Self-explanatory. Go to the command line and install the package.

2. Add redux-persist middleware to your Redux store

Go to the file where you configure your Redux store (mine was in a file named “ReduxStore” in a directory named “config”). You will need to import {compose} and {createStore} from ‘redux’, as well as {applyMiddleware} if you are using any other middleware. You will then want to import {autoRehydrate} (no idea where they came up with that wacky term) and {persistStore} from ‘redux-persist’. Finally, you will of course want to import your reducers.

You will then create the store variable as shown below. If you are using other middleware, pass these as arguments to ‘applyMiddleware’ and then pass applyMiddleware as a second argument to compose. Finally, call persistStore with your newly-created store variable as an argument to apply what you just set up, and export default store.

Code showing how to set up your redux-persist middleware

There are, of course, a handful of other parameters and callbacks which redux-persist allows to further customize your middleware, but this is all you will need to get started with the most basic implementation.

3. Write an action creator to capture the persisted state

Everything up to this point can be gleaned from redux-persist’s documentation (although imo they do not explain it quite as clearly). But what comes next? How do you actually implement this weird “autoRehydration” nonsense?

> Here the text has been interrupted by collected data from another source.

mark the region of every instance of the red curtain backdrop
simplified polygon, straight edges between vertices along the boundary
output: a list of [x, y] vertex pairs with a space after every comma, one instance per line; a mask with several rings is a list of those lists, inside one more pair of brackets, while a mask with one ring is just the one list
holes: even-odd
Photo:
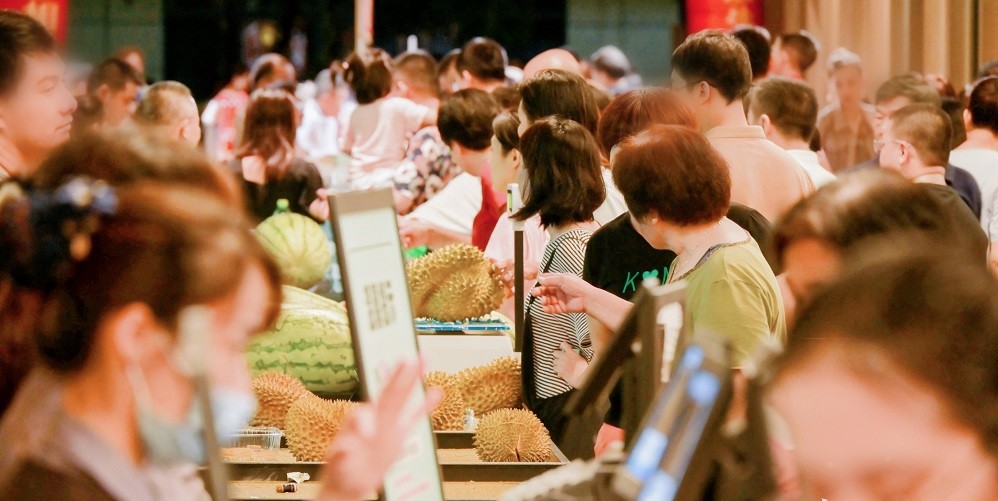
[[44, 24], [59, 41], [66, 39], [69, 0], [0, 0], [0, 9], [24, 12]]
[[686, 33], [739, 24], [763, 25], [763, 0], [686, 0]]

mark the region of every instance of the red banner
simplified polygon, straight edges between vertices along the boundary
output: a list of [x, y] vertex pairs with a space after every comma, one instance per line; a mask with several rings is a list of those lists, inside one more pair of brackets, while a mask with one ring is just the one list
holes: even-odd
[[686, 32], [763, 24], [763, 0], [686, 0]]
[[45, 25], [60, 42], [66, 40], [69, 0], [0, 0], [0, 9], [23, 12]]

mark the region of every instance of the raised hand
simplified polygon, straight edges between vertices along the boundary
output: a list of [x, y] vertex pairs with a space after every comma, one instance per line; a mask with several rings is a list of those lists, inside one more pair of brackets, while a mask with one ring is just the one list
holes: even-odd
[[537, 282], [530, 295], [544, 305], [546, 313], [586, 312], [585, 298], [592, 286], [585, 280], [567, 273], [551, 273], [541, 275]]
[[443, 399], [440, 388], [430, 388], [416, 409], [405, 412], [422, 374], [419, 362], [399, 363], [378, 401], [365, 403], [347, 416], [326, 452], [322, 490], [316, 499], [354, 501], [380, 489], [413, 426]]

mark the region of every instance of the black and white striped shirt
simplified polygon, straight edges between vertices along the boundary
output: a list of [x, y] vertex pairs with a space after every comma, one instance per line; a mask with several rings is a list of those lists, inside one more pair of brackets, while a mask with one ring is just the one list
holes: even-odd
[[[582, 264], [586, 257], [586, 245], [592, 231], [575, 229], [562, 233], [548, 242], [544, 248], [541, 265], [544, 273], [572, 273], [582, 277]], [[550, 263], [550, 264], [548, 264]], [[540, 301], [526, 299], [526, 314], [530, 317], [530, 330], [533, 336], [534, 388], [537, 398], [550, 398], [572, 389], [554, 371], [554, 352], [563, 341], [580, 352], [586, 360], [593, 358], [592, 342], [589, 339], [589, 320], [584, 313], [551, 315], [544, 313]]]

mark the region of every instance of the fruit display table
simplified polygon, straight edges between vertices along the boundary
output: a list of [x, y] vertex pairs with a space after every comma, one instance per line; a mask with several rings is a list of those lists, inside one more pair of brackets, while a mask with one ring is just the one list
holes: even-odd
[[430, 371], [457, 373], [487, 365], [497, 358], [513, 357], [513, 342], [502, 331], [435, 333], [419, 335], [419, 352]]
[[[486, 463], [475, 454], [472, 433], [436, 432], [437, 460], [443, 472], [447, 499], [496, 499], [503, 492], [568, 463], [564, 454], [551, 444], [549, 461], [540, 463]], [[297, 462], [283, 454], [268, 454], [268, 460], [232, 460], [229, 465], [229, 495], [240, 499], [314, 499], [318, 495], [322, 463]], [[245, 458], [241, 458], [245, 459]], [[270, 459], [277, 459], [270, 460]], [[293, 493], [278, 493], [290, 472], [308, 473], [312, 481], [298, 486]]]

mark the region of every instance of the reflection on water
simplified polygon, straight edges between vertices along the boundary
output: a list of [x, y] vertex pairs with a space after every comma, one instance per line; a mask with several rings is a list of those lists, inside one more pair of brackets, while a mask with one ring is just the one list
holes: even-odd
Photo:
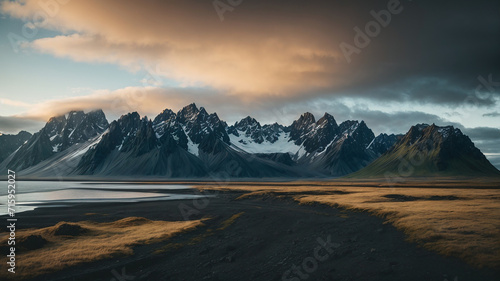
[[[71, 203], [140, 202], [181, 200], [201, 197], [175, 194], [174, 190], [189, 189], [187, 185], [92, 183], [92, 182], [16, 182], [16, 213], [38, 207], [61, 207]], [[151, 192], [150, 189], [159, 192]], [[129, 191], [130, 190], [130, 191]], [[163, 193], [163, 191], [168, 193]], [[0, 215], [7, 214], [7, 188], [0, 192]]]
[[[175, 190], [175, 189], [190, 189], [189, 185], [174, 185], [174, 184], [148, 184], [148, 183], [132, 183], [132, 182], [67, 182], [67, 181], [17, 181], [16, 194], [41, 192], [61, 189], [130, 189], [140, 191], [141, 189], [158, 189], [158, 190]], [[0, 195], [7, 194], [7, 186], [0, 188]], [[0, 202], [3, 203], [3, 202]]]

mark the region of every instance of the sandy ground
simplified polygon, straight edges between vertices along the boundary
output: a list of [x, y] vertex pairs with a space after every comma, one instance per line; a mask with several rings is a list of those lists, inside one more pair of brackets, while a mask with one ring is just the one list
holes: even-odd
[[19, 228], [131, 216], [209, 218], [190, 232], [136, 246], [133, 255], [31, 280], [500, 280], [499, 271], [473, 268], [425, 250], [364, 212], [304, 206], [286, 197], [235, 200], [242, 194], [227, 191], [197, 201], [84, 204], [20, 213]]

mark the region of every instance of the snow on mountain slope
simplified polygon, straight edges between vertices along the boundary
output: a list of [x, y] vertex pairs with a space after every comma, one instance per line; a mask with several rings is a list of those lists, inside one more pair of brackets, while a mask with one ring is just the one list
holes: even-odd
[[248, 153], [290, 153], [295, 155], [300, 149], [300, 145], [296, 145], [290, 141], [290, 133], [282, 133], [274, 142], [264, 140], [262, 143], [255, 142], [251, 137], [244, 134], [239, 136], [230, 135], [231, 146], [244, 150]]

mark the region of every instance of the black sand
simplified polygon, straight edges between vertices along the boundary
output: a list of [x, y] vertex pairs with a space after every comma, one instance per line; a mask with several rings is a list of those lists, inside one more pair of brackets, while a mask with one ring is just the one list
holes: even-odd
[[[366, 213], [301, 206], [287, 198], [235, 200], [239, 195], [220, 193], [197, 202], [40, 208], [18, 214], [18, 227], [129, 216], [184, 220], [180, 206], [196, 211], [190, 219], [211, 218], [205, 226], [169, 241], [138, 246], [133, 256], [75, 266], [34, 280], [500, 280], [499, 271], [472, 268], [408, 243], [403, 233]], [[221, 229], [224, 221], [239, 213], [243, 214]], [[158, 249], [164, 251], [154, 254]], [[293, 271], [294, 265], [300, 271]]]

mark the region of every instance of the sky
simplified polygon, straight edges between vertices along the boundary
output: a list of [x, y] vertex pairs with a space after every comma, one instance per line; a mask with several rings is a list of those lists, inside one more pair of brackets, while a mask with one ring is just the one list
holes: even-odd
[[499, 50], [499, 1], [1, 1], [0, 132], [195, 102], [230, 124], [453, 125], [500, 167]]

The first time I used redux-persist, I thought that it was not working, because I did not see the state that was supposedly persisting reflected when the page was rendered. However, I luckily had ‘redux-logger’ applied as a dev middleware, which handily console.logs both a snapshot of the Redux state every time it is modified as well as a snapshot of any action creators which are emitted to alter the state. That was how I eventually figured out what “autoRehydrate” was doing behind the scenes…

Console log from redux-logger middleware showing the ‘REHYDRATE’ action being emitted by redux-persist

It turned out redux-persist was indeed persisting my state, and then emitting an action creator when the page loaded with the previous state as a payload. All I had to do was write a reducer which would listen for an action of type ‘persist/REHYDRATE’ (still think that was a weird word-choice, but whatever). The payload is your entire state from the last time the app was loaded, so you can set the entire thing or pick from payload the parts of the state you want to persist.

The reducer I wrote to reload the persisted state

And that’s it!

Now even if your user clicks away from a page or refreshes, the relevant information which you had saved in state will still be there. Thank you, redux-persist, for this handy service!